La sceneggiatura Guttmann si conclude con il risvolto che tutti si aspettavano: cala il sipario, il Benfica per la seconda volta è sul tetto d’Europa.

Béla si ripete, ma la sua storia finisce qui. Dopo la finale Guttmann chiede alla dirigenza del Benfica un aumento che non gli viene concesso, e lui, che ha vissuto la maggior parte della propria vita in estrema povertà, non può accettare questa decisione del club. La sua magnifica leggenda si conclude a causa del denaro e con una frase che sarà profezia: «Il Benfica non vincerà una coppa internazionale per almeno un secolo!».

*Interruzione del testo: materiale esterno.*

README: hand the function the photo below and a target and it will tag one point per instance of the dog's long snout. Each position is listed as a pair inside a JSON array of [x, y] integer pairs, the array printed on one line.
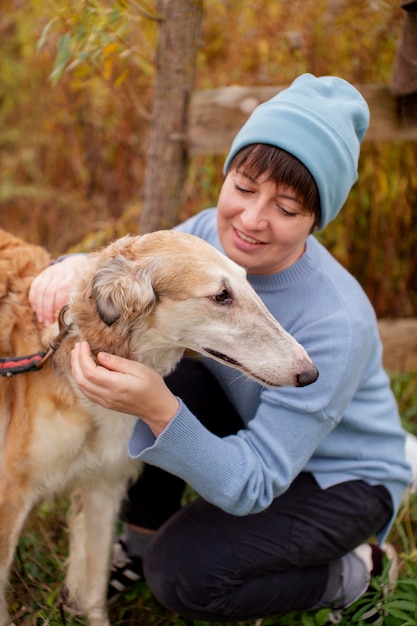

Le sue parole si trasformarono fin da subito in una vera e propria maledizione. Da quel momento in poi, il Benfica perderà otto finali internazionali, cinque di Coppa dei Campioni/Champions League e tre di Coppa UEFA/Europa League, senza mai vincerne una. Il copione di un genio continua ad essere scritto, nel nome e nel segno del destino.